The nutritionist said: “​​The protein has become particularly popular for women looking to improve their skin health because as you age, the body produces less collagen, which can lead to wrinkles forming.

“Studies have shown that collagen may help to slow down the ageing of the skin by reducing dryness and, in turn, the wrinkles it causes.”

How to add collagen to your diet

Bone Broth

When you think of bone broth you think of soups, gravies and sauces. While it can be great to add to a pho, casserole or even your eggs bone broth is a “health” superfood.

Crowley said: “Bone broth is one of the easiest and most effective ways for people looking to increase their protein intake and add probiotics to their diet, with one of the main proteins in the broth being collagen.

“Collagen is the protein found in bones, tendons, and ligaments, so as the broth is cooking, these parts break down into collagen-derived gelatin, which helps with overall bone health.”

But that’s not all as bone broth also has another benefit.

He added: “Another benefit of broth is its gut health benefits as it contains probiotics that help rebuild the gut lining with beneficial bacteria left behind from the gelatin in the boiled bones.”

Chicken

Chicken is surely the go-to protein for millions of people as you can cook it in a load of different ways.
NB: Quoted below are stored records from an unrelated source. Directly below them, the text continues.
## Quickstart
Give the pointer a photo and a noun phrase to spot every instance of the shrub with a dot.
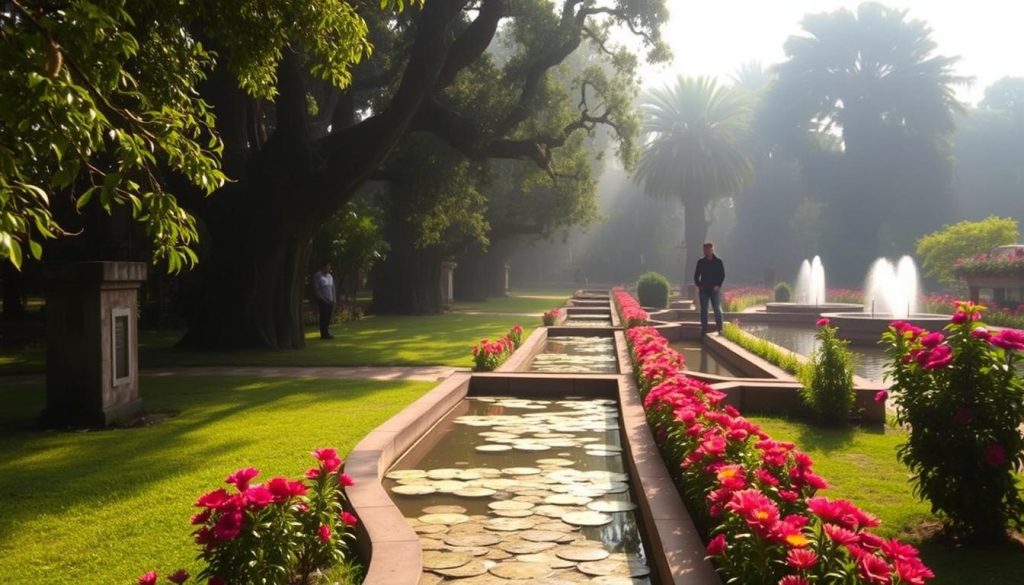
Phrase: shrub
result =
(652, 290)
(783, 292)
(755, 496)
(276, 533)
(550, 317)
(828, 377)
(629, 309)
(962, 395)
Crowley said: “Chicken is a great source of collagen as both the skin and connective tissues contain a lot of the protein. Poultry is a rich source of dietary collagen and an easy way to get protein into your diet as it’s a common meat already eaten by many.

“As chicken is a good source of protein, it is also beneficial for helping to promote muscle growth, and as it is low in calories but high in protein, it’s a popular choice for those looking to improve their overall health.”

Fish

And finally, another food that we keep hearing we should be eating more of is fish.

“Fish is a great source of collagen, but in contrast to other foods, it contains marine collagen,” Crawley said.

“Marine collagen has been in the spotlight, in particular, for its anti-ageing properties as fish collagen is absorbed up to 1.5 times more efficiently into the body than bovine, cow-derived, collagen.”

Collagen-rich food for vegetarian or vegan diets

However, if you’re a vegetarian or vegan there are foods that you can help boost your collagen levels too.

Searches for “collagen-rich foods for vegetarians” rose by 100% and “vegan food with collagen” increased by 143%.

“Many collagen food sources aren’t vegetarian or vegan friendly, however, if you do eat a meat and fish free diet there are things you can do to boost your body’s ability to naturally produce more collagen,” Crowley said.

He added: “Foods rich in vitamin C like berries, garlic, leafy greens, citrus fruits, beans, oranges, tomatoes, whole grains and nuts are key to helping the body better produce collagen. These foods can help to boost the production of collagen as vitamin C promotes collagen synthesis.”

If you’re looking to add these foods to your diet consult your doctor before you make any changes.